One hot night last August, Anna and Daniel Kahoe were entertaining a friend at their Mount Pleasant house and talking about their dream of living in an old industrial building one day.

The couple, who own Good Wood antiques store on U Street Northwest, love the clean lines of industrial objects and described their fantasy of having a big open space they could decorate and play with.

To their surprise, their guest had a suggestion: A colleague in Atlanta had a nephew who was considering selling an old laundry building near Logan Circle.

"We looked at it that night," Anna Kahoe said. Standing in front of the building at midnight, she fell in love: the letters across the top dating to its laundry days, the long line of windows abutting an alley, the faded grandeur. Washington isn't known for industrial real estate, so finding the building in one of their favorite neighborhoods felt even luckier.

The 4,000-square-foot building wasn't on the market yet, but the Kahoes, who are in their early 40s and have no children, had to have it. "We stalked it until we got it," said Anna Kahoe -- even though paying $1.4 million, and more for extensive renovations, meant putting their Mount Pleasant house and another property on the market just as the economy was crashing.

After four months of renovations, the couple moved in a few weeks ago. For the Kahoes, who love old things, all that effort was worth it. As they had envisioned, their new home is full of character and has a long Washington history.

Once the Louise Hand Laundry, it has stood on a residential block of 12th Street for more than 90 years.

Margaret Nicodemus started the Louise Hand Laundry in 1912, according to historical records. In the early years, she probably took in laundry at her house: She was a widow, and the laundry business was one of the few entry-level economic opportunities available to women at the time. The business thrived, and in 1918 the building was purpose-built in a neighborhood that was then populated by Washington's well-to-do.

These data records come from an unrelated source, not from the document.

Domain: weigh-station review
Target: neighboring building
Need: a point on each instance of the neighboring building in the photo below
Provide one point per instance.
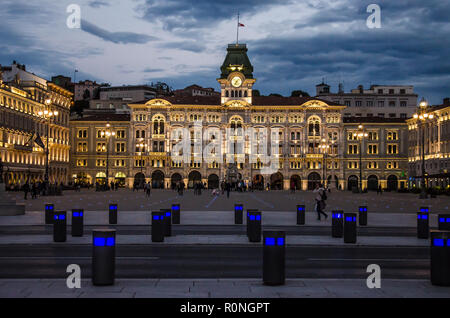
(437, 147)
(116, 99)
(90, 148)
(302, 123)
(196, 90)
(379, 101)
(87, 90)
(22, 97)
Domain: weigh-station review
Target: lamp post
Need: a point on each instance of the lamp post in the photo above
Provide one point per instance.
(423, 116)
(47, 114)
(107, 133)
(324, 146)
(360, 135)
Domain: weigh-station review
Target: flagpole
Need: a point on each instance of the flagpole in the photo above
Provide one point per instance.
(237, 36)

In 1943, Nicodemus sold the business to Beulah Hall, a Nebraska native who had been selling life insurance. Hall turned it into the laundry of choice for Washington's elite. Although the neighborhood declined through the 1950s and was largely abandoned after the 1968 riots, the Louise Hand Laundry workers maintained their reputation for fastidiousness. Laboring in long, open rooms and beginning each day with prayer, the women used only pure soap and handled silk and lace with the utmost care.

Four White House administrations -- Roosevelt through Kennedy -- entrusted their linens to the laundry, and the Smithsonian sent its 17th- and 18th-century costumes there to be cleaned. Unlike the era's garden-variety laundries, the Louise Hand Laundry didn't offer pickup, and neighbors remember watching limousines pull up to the building to drop off clothes.

But the increasing popularity of dry cleaning took its toll. When Beulah Hall retired in 1977, no one stepped up to buy the business.

The building was another story. By the late 1970s, a wave of what were then known as young urban pioneers began moving into the Logan Circle area and renovating the neighborhood's stately but run-down homes.